[Halan]

I hope GitHub will prioritise immutable actions and enforce it to all actions

[delusional]

Can't you sort of do that by pinning on the commit SHA already? It's bad that that's not the ONLY way to do it, but at least it's something.

[dboreham]

You can also fork all the dodgy actions you consume.

[Halan]

Not really a solution at enterprise level and it exposes to the risk of likely not patching them as often

[neallindsay]

Yes but SHA1 collisions are easy enough to engineer, so even then compromise is probably possible.
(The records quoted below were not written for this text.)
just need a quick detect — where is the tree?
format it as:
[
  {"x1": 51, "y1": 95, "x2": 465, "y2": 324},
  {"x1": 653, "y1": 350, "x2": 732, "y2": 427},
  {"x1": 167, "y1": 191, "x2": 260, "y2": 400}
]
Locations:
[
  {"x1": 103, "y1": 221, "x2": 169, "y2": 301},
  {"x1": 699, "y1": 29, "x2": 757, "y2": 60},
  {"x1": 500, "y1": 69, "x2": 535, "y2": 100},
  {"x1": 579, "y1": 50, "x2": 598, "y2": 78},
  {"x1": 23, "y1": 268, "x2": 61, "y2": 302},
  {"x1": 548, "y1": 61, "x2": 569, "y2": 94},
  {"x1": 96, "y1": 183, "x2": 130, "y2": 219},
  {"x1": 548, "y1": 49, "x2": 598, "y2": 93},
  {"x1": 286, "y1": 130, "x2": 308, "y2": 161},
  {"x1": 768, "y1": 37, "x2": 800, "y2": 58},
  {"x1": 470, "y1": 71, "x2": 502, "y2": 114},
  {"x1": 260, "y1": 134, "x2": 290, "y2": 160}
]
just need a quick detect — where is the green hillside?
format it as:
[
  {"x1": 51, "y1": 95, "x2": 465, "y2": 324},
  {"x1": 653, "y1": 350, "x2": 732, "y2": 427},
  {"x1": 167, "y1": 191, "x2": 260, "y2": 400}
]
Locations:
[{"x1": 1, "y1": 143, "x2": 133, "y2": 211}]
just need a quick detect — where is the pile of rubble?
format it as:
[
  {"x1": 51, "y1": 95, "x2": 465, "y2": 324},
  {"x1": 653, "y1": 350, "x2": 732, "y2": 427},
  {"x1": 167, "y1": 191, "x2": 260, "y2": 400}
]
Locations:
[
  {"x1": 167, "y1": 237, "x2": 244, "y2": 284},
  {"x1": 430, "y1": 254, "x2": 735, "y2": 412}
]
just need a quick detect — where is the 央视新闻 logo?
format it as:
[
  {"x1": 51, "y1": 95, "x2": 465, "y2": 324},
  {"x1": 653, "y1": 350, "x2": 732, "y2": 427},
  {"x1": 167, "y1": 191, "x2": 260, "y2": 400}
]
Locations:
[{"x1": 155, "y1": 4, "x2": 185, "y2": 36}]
(I don't know how hard it is to push a different object to an existing SHA on GitHub—I'm guessing that you probably have to remove all references to the original object at that SHA?)

[SAI_Peregrinus]

SHA1 collisions are easy, but nobody has publicly revealed a second-preimage attack. With a collision you create two inputs that hash to the same output, with a second-preimage attack you are given one existing input & have to find a second input that hashes to the same output. Collisions are much easier since you can control both inputs.

[neallindsay]

That's a good point. Setting up a benign release first that you have engineered a same-hash malicious release you can swap in later is a higher bar than gaining control of a repo and immediately replacing a popular release.

[Halan]

Yes and I do that and Dependabot supports it but most people wouldn’t bother

[cyrnel]

On its own, immutability isn't a complete solution to supply chain attacks. Software still needs to be updated and those updates could contain malware too.

You need immutability and something like sandboxing where actions cannot e.g. dump the memory of the runner process to steal secrets.

The alternative is vetting every single line of code in every dependency and every subdependency perfectly for every update, which is not realistic.